The reported launch date of July 17, 2026 means developers and enterprises should watch for official API availability, model card publication, and benchmark disclosure within the next 24 hours. Google has not officially confirmed the date as of July 16, so any slippage remains possible given the scale of the architectural rebuild. When benchmarks do arrive, the comparisons that will matter most are performance on SWE-bench Pro for agentic coding capability and MMLU for general reasoning, where the rebuilt model’s results will clarify whether the full pre-training cycle achieved its intended improvements.
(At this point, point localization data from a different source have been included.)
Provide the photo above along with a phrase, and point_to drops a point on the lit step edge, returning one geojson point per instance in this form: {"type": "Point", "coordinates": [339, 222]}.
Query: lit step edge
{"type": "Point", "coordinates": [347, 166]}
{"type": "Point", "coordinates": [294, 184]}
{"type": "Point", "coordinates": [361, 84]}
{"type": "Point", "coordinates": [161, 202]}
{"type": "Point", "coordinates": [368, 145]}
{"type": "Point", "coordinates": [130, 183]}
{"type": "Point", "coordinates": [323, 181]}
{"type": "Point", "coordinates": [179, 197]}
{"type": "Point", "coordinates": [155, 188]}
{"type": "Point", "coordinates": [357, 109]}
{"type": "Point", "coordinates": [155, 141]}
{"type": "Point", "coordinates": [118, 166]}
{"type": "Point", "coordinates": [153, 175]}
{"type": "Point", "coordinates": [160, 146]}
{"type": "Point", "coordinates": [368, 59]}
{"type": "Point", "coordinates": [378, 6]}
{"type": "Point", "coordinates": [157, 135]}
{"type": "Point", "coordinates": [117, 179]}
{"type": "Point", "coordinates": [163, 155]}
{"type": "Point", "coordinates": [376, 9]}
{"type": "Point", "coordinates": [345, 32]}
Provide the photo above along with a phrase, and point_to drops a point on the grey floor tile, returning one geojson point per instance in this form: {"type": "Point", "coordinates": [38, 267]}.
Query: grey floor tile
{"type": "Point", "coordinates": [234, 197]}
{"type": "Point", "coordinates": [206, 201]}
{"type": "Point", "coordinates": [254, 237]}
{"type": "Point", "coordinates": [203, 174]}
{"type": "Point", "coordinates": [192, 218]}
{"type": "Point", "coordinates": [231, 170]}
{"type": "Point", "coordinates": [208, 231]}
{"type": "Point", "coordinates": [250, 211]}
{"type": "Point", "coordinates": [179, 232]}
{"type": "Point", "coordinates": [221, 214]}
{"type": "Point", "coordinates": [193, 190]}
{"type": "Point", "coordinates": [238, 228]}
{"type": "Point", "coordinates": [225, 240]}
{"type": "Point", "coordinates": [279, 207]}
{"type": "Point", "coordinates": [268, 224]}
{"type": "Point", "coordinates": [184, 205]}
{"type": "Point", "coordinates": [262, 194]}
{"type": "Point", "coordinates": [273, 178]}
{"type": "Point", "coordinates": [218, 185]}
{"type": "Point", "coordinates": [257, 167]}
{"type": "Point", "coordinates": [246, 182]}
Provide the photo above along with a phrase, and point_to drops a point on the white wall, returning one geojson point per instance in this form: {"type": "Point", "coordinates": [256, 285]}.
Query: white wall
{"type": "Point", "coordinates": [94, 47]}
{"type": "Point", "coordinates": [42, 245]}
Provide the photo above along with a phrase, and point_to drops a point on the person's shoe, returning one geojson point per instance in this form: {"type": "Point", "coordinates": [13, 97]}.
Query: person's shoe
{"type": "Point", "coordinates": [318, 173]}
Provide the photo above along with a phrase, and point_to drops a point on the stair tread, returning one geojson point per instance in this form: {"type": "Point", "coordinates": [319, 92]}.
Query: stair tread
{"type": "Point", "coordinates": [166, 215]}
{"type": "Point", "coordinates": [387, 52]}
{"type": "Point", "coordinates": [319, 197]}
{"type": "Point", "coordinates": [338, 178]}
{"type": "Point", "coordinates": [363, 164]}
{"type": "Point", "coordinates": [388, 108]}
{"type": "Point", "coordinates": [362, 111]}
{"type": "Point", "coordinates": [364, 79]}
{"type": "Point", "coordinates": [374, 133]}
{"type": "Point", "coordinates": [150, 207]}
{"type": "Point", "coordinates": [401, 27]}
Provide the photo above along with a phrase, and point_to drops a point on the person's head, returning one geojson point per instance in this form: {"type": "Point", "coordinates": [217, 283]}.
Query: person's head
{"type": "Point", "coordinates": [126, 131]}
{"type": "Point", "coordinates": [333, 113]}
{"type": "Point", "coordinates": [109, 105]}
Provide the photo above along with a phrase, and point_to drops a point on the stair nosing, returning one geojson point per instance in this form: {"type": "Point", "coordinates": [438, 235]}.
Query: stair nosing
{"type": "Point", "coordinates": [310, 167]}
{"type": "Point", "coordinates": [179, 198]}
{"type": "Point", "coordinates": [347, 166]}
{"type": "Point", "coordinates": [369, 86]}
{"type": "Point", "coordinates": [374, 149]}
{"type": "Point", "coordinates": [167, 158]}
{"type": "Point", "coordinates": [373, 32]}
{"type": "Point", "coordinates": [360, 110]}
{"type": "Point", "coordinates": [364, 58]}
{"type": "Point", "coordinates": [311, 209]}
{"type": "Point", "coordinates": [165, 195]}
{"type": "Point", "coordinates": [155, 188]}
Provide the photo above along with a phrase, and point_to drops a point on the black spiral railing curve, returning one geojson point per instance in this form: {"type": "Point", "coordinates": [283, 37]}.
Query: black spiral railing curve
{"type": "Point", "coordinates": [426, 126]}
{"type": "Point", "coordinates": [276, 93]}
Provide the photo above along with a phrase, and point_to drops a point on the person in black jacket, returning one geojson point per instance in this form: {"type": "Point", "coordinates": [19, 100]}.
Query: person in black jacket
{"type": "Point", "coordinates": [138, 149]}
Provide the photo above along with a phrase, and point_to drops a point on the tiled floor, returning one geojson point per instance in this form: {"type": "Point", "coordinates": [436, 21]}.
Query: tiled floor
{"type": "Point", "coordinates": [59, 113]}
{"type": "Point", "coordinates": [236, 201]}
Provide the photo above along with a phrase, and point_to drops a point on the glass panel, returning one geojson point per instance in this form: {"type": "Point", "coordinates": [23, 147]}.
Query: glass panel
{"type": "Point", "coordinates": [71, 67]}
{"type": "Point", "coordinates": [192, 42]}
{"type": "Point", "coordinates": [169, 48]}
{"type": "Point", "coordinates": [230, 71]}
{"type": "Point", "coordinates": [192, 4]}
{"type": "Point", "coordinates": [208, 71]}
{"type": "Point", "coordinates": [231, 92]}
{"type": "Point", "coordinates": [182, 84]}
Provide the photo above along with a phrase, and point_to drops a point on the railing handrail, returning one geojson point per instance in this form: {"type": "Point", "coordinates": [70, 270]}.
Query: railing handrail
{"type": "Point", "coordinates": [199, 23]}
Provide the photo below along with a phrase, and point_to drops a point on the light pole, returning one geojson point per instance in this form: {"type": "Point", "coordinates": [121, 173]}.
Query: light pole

Longer term, the launch will provide the first concrete data point on whether Google’s willingness to absorb a development delay translates into the kind of architectural quality that developers and enterprise customers reward with adoption. The competitive window is narrow: with Anthropic and OpenAI both releasing models on faster cadences, Google will need Gemini 3.5 Pro to establish a clear performance or capability differentiation to hold its position in the enterprise AI market.

Conclusion

Google’s decision to scrap and rebuild Gemini 3.5 Pro reflects a broader maturation in how frontier AI labs approach model quality under competitive pressure. The willingness to accept a delayed release rather than ship a model with structural weaknesses in tool-calling, SVG generation, and mathematical reasoning signals that architectural integrity is becoming as important as release cadence in the competition for enterprise AI adoption. As the model prepares for its reported July 17 launch, the industry will be watching closely to see whether the rebuild delivers on the performance improvements Google DeepMind targeted, and whether a 2 million token context window proves to be the differentiator Google needs.